Avenir énergétique du Québec – Un débat collectif

Le Regroupement vigilance hydrocarbures Québec se joint à tous les organismes du mouvement environnemental qui réclament une consultation publique d’envergure concernant l’avenir énergétique du Québec. Ce dialogue national peut se faire, par exemple, par la mise en place d’un BAPE générique sur le sujet, plateforme bien adaptée pour ce type de conversation et permettant de couvrir tous les aspects de l’énergie, aussi bien sa production, sa distribution que les impacts socioéconomiques des différentes filières.

Cela fait plus de 40 ans que la science a démontré hors de tout doute que le climat mondial subit des changements de plus en plus marqués et que les émissions de GES sont reconnues comme principale source de ces changements. Cela fait plusieurs décennies que l’électricité d’origine renouvelable est reconnue comme étant le principal moyen de décarboner les sociétés et d’éviter de plus grands dommages. La demande de ce vecteur énergétique sera donc en croissance importante à l’avenir. Cela fait plus de 10 ans que le Québec a identifié un manque de capacité de production d’énergie électrique renouvelable. Et cela fait plusieurs années que des études sérieuses ont démontré que la sobriété énergétique doit être une composante essentielle d’un plan réaliste pour assurer une transition énergétique juste et durable.

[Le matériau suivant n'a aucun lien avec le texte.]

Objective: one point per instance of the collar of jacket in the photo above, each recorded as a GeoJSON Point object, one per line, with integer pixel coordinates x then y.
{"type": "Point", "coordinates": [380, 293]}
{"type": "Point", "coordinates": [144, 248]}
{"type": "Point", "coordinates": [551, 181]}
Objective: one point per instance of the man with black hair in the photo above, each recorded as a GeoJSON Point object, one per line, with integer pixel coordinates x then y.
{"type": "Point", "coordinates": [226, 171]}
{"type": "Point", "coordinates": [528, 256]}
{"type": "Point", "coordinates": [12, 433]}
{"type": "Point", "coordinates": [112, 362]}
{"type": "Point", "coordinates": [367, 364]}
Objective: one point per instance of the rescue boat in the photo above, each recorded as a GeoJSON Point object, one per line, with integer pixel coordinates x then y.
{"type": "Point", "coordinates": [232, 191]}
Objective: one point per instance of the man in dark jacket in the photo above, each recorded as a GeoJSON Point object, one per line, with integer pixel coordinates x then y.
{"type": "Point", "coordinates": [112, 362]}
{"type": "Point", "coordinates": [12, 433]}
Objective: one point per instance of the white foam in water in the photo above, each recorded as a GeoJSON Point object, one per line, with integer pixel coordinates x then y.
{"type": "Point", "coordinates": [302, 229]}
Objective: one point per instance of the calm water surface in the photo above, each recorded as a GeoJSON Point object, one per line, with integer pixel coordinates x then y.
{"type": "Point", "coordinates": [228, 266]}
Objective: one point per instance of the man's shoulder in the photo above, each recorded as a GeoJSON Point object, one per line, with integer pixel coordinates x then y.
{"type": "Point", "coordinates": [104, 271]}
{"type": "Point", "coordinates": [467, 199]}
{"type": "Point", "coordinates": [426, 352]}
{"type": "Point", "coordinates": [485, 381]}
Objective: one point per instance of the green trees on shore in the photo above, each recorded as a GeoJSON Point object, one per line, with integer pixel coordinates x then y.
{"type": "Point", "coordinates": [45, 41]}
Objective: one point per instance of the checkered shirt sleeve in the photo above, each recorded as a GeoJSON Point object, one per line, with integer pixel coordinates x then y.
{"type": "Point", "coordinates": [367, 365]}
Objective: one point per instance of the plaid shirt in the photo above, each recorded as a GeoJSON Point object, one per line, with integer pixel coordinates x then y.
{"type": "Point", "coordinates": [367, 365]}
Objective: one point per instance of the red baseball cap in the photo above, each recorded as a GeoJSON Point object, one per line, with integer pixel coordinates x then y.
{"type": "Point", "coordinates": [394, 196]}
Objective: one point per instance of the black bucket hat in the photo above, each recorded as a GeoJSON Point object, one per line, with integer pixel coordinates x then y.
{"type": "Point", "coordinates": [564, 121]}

Être en mesure d’éliminer complètement le pétrole et le gaz naturel du bouquet énergétique du Québec d’ici 2050, donc dans seulement 27 ans, implique la mise en place d’un immense chantier. Tou.te.s les citoyen.ne.s, regroupements et entreprises doivent être impliqués pour assurer un partage d’informations afin de permettre un dialogue basé sur des données probantes et mettre en place des solutions qui seront à la satisfaction de toutes et tous. Les enjeux sont complexes et recouvrent autant les aspects environnementaux, principalement la crise climatique, que les aspects sociaux et économiques. Les aspects économiques ont leur importance, mais ils ne doivent pas prédominer ; la stabilité des sociétés demande une attention beaucoup plus large que ce qui est couvert par les considérations économiques, plus particulièrement financières. Ces dernières ont, de plus, une vision à court terme, ce qui ne peut cadrer avec un processus de transition majeur comme celui qui doit être mis en place. Le travail à la pièce ne peut qu’aboutir à de l’incohérence et à des rectificatifs douloureux à moyen terme.

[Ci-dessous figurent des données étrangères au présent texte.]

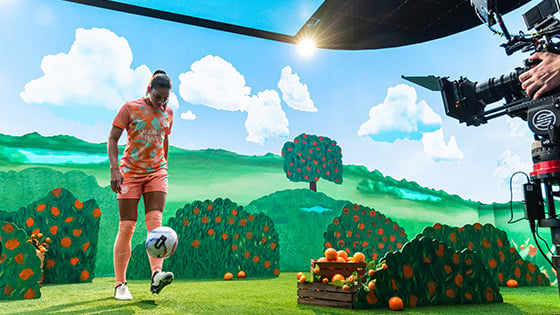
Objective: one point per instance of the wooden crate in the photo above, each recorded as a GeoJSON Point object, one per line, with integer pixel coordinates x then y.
{"type": "Point", "coordinates": [329, 269]}
{"type": "Point", "coordinates": [315, 293]}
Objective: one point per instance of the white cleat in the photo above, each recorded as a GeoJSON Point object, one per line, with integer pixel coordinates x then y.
{"type": "Point", "coordinates": [122, 293]}
{"type": "Point", "coordinates": [159, 280]}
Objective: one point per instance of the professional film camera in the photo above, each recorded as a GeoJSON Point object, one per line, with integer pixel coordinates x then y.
{"type": "Point", "coordinates": [467, 101]}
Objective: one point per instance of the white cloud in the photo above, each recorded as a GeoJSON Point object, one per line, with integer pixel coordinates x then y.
{"type": "Point", "coordinates": [400, 117]}
{"type": "Point", "coordinates": [95, 72]}
{"type": "Point", "coordinates": [215, 83]}
{"type": "Point", "coordinates": [265, 117]}
{"type": "Point", "coordinates": [436, 148]}
{"type": "Point", "coordinates": [173, 101]}
{"type": "Point", "coordinates": [188, 115]}
{"type": "Point", "coordinates": [506, 165]}
{"type": "Point", "coordinates": [295, 93]}
{"type": "Point", "coordinates": [519, 128]}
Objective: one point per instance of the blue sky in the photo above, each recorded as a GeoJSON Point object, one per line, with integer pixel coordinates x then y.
{"type": "Point", "coordinates": [66, 69]}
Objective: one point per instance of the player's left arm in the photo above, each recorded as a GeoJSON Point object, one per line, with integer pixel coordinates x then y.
{"type": "Point", "coordinates": [165, 146]}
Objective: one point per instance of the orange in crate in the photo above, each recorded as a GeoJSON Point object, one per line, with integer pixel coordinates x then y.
{"type": "Point", "coordinates": [329, 269]}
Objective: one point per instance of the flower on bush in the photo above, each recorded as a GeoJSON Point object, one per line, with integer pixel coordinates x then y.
{"type": "Point", "coordinates": [40, 241]}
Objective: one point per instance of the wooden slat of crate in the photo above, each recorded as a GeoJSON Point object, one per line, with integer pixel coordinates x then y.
{"type": "Point", "coordinates": [326, 295]}
{"type": "Point", "coordinates": [329, 269]}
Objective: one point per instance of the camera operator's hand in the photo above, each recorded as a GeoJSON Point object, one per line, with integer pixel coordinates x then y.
{"type": "Point", "coordinates": [543, 77]}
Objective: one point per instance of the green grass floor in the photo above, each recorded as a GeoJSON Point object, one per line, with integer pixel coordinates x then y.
{"type": "Point", "coordinates": [263, 296]}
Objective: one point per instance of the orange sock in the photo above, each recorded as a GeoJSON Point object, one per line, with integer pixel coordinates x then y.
{"type": "Point", "coordinates": [122, 249]}
{"type": "Point", "coordinates": [153, 220]}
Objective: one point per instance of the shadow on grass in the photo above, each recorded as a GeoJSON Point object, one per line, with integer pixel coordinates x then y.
{"type": "Point", "coordinates": [107, 305]}
{"type": "Point", "coordinates": [458, 309]}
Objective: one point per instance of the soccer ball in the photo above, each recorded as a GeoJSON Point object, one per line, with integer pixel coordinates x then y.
{"type": "Point", "coordinates": [161, 242]}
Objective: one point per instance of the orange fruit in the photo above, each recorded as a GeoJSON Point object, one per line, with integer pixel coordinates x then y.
{"type": "Point", "coordinates": [359, 257]}
{"type": "Point", "coordinates": [331, 254]}
{"type": "Point", "coordinates": [395, 303]}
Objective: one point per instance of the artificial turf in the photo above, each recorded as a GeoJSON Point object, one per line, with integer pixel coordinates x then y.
{"type": "Point", "coordinates": [247, 296]}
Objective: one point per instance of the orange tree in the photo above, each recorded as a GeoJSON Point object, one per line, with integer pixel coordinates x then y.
{"type": "Point", "coordinates": [363, 229]}
{"type": "Point", "coordinates": [216, 237]}
{"type": "Point", "coordinates": [73, 227]}
{"type": "Point", "coordinates": [311, 157]}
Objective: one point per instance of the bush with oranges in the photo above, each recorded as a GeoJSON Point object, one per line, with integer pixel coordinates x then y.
{"type": "Point", "coordinates": [20, 268]}
{"type": "Point", "coordinates": [427, 272]}
{"type": "Point", "coordinates": [73, 228]}
{"type": "Point", "coordinates": [492, 244]}
{"type": "Point", "coordinates": [363, 229]}
{"type": "Point", "coordinates": [216, 237]}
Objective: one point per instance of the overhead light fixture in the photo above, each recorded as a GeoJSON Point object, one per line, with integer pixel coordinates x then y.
{"type": "Point", "coordinates": [307, 47]}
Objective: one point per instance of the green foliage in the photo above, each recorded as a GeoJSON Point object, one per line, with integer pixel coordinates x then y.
{"type": "Point", "coordinates": [216, 237]}
{"type": "Point", "coordinates": [30, 184]}
{"type": "Point", "coordinates": [20, 268]}
{"type": "Point", "coordinates": [72, 226]}
{"type": "Point", "coordinates": [311, 157]}
{"type": "Point", "coordinates": [492, 244]}
{"type": "Point", "coordinates": [300, 230]}
{"type": "Point", "coordinates": [428, 272]}
{"type": "Point", "coordinates": [362, 229]}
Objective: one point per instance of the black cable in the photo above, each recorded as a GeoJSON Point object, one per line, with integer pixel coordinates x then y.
{"type": "Point", "coordinates": [540, 249]}
{"type": "Point", "coordinates": [545, 242]}
{"type": "Point", "coordinates": [511, 196]}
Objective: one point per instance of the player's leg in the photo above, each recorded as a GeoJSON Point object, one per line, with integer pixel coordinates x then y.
{"type": "Point", "coordinates": [128, 213]}
{"type": "Point", "coordinates": [155, 193]}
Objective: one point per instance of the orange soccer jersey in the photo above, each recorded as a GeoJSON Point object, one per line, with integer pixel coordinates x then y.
{"type": "Point", "coordinates": [146, 128]}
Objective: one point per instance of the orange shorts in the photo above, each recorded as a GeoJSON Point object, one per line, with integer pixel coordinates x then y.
{"type": "Point", "coordinates": [135, 187]}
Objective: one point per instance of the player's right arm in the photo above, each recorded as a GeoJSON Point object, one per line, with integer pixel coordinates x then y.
{"type": "Point", "coordinates": [113, 151]}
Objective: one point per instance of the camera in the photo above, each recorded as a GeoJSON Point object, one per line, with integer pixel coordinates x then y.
{"type": "Point", "coordinates": [467, 102]}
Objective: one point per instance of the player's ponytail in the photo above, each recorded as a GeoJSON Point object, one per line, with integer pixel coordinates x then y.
{"type": "Point", "coordinates": [159, 79]}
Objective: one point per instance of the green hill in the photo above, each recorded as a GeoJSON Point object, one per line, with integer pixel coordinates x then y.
{"type": "Point", "coordinates": [211, 174]}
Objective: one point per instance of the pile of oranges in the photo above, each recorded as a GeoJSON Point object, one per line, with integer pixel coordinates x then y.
{"type": "Point", "coordinates": [332, 255]}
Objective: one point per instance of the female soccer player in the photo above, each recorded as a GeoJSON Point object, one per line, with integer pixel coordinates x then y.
{"type": "Point", "coordinates": [142, 173]}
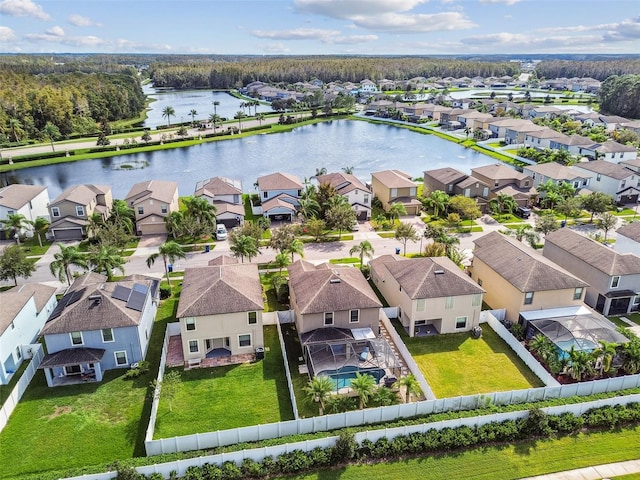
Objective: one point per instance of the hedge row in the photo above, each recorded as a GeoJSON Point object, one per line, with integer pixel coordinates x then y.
{"type": "Point", "coordinates": [346, 450]}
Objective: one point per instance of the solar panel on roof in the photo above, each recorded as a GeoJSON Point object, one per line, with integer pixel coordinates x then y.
{"type": "Point", "coordinates": [121, 293]}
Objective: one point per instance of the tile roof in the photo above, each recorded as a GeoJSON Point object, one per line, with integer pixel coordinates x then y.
{"type": "Point", "coordinates": [325, 288]}
{"type": "Point", "coordinates": [600, 257]}
{"type": "Point", "coordinates": [521, 266]}
{"type": "Point", "coordinates": [418, 277]}
{"type": "Point", "coordinates": [220, 289]}
{"type": "Point", "coordinates": [17, 196]}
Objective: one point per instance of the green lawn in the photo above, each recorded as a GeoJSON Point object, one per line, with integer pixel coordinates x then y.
{"type": "Point", "coordinates": [233, 396]}
{"type": "Point", "coordinates": [76, 426]}
{"type": "Point", "coordinates": [523, 459]}
{"type": "Point", "coordinates": [457, 364]}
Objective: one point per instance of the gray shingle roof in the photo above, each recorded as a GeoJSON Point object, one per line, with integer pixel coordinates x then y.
{"type": "Point", "coordinates": [219, 289]}
{"type": "Point", "coordinates": [323, 288]}
{"type": "Point", "coordinates": [418, 279]}
{"type": "Point", "coordinates": [597, 255]}
{"type": "Point", "coordinates": [521, 266]}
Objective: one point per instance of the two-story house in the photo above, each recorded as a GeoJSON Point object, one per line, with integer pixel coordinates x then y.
{"type": "Point", "coordinates": [517, 278]}
{"type": "Point", "coordinates": [618, 182]}
{"type": "Point", "coordinates": [24, 311]}
{"type": "Point", "coordinates": [99, 326]}
{"type": "Point", "coordinates": [28, 200]}
{"type": "Point", "coordinates": [395, 186]}
{"type": "Point", "coordinates": [226, 195]}
{"type": "Point", "coordinates": [613, 277]}
{"type": "Point", "coordinates": [152, 202]}
{"type": "Point", "coordinates": [70, 211]}
{"type": "Point", "coordinates": [280, 194]}
{"type": "Point", "coordinates": [220, 312]}
{"type": "Point", "coordinates": [432, 294]}
{"type": "Point", "coordinates": [350, 187]}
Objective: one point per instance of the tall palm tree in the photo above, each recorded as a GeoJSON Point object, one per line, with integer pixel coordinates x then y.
{"type": "Point", "coordinates": [169, 252]}
{"type": "Point", "coordinates": [63, 260]}
{"type": "Point", "coordinates": [365, 387]}
{"type": "Point", "coordinates": [363, 249]}
{"type": "Point", "coordinates": [411, 385]}
{"type": "Point", "coordinates": [168, 112]}
{"type": "Point", "coordinates": [318, 390]}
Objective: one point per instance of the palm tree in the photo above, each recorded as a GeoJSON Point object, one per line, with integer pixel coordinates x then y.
{"type": "Point", "coordinates": [169, 251]}
{"type": "Point", "coordinates": [365, 387]}
{"type": "Point", "coordinates": [64, 259]}
{"type": "Point", "coordinates": [168, 112]}
{"type": "Point", "coordinates": [318, 390]}
{"type": "Point", "coordinates": [363, 249]}
{"type": "Point", "coordinates": [105, 259]}
{"type": "Point", "coordinates": [411, 385]}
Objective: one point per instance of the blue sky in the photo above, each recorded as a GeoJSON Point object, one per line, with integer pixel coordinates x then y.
{"type": "Point", "coordinates": [305, 27]}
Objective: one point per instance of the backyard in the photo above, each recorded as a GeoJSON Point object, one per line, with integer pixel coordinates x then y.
{"type": "Point", "coordinates": [211, 399]}
{"type": "Point", "coordinates": [457, 364]}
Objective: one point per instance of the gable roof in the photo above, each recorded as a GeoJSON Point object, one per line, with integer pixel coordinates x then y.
{"type": "Point", "coordinates": [220, 289]}
{"type": "Point", "coordinates": [322, 288]}
{"type": "Point", "coordinates": [17, 196]}
{"type": "Point", "coordinates": [279, 181]}
{"type": "Point", "coordinates": [92, 303]}
{"type": "Point", "coordinates": [521, 266]}
{"type": "Point", "coordinates": [14, 300]}
{"type": "Point", "coordinates": [428, 277]}
{"type": "Point", "coordinates": [603, 258]}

Nous proposons ici quelques critères qui doivent faire partie du mandat de la commission. Cette liste n’est pas exhaustive.

• Insister sur une vision à long terme afin d’éviter le saupoudrage de crédits et d’actions répondant à des cas particuliers. Même si l’avenir n’est pas connu, le déploiement d’un plan sur 25 ans permet de tracer le chemin le plus probable possible, tout en permettant de procéder à des ajustements en cours de route.
• Prendre en compte les retombées de chaque développement souhaité sur tous les aspects de l’environnement, principalement les émissions de GES directs et indirects émis et évités.
• Analyser le potentiel de la sobriété sur les besoins futurs en énergie. Cette approche fait appel à un dialogue avec la population et les entreprises pour convaincre toutes les parties de sa nécessité.
• Analyser le potentiel de l’efficacité énergétique sur les besoins futurs en énergie. Ce critère touche tous les aspects de la consommation individuelle, mais également les secteurs industriel et commercial. Élaborer des lignes directrices et des critères permettant de quantifier l’évolution de l’efficacité énergétique par secteur d’activité.
• Prendre en compte le nombre d’emplois créés ou maintenus pour chaque filière supportée.
• S’assurer d’intégrer un mécanisme de consultation des communautés locales et des communautés autochtones avant l’implantation d’installations sur un territoire. Ce qui implique de se déplacer pour rejoindre ces communautés.
• Élaborer des critères d’analyse des limitations biophysiques, géographiques et environnementales de chaque filière énergétique, que ce soit l’hydroélectricité, l’énergie éolienne, le solaire, la géothermie, la biomasse, etc.
• Analyser les impacts de l’exportation d’énergie, que ce soit sous forme d’électricité, d’hydrogène ou de biomasse, pour s’assurer que le Québec ne soit pas pénalisé dans sa capacité de fournir à sa population l’énergie dont elle a besoin.
• Analyser les mécanismes de régulation de la production, la distribution et la facturation de l’énergie de manière à assurer un arbitrage équitable pour tous les citoyens et entreprises.
• Permettre le dialogue le plus large possible avec le maximum de citoyen.ne.s pour assurer une acceptation des conclusions découlant de la consultation afin d’en assurer une mise en application harmonieuse.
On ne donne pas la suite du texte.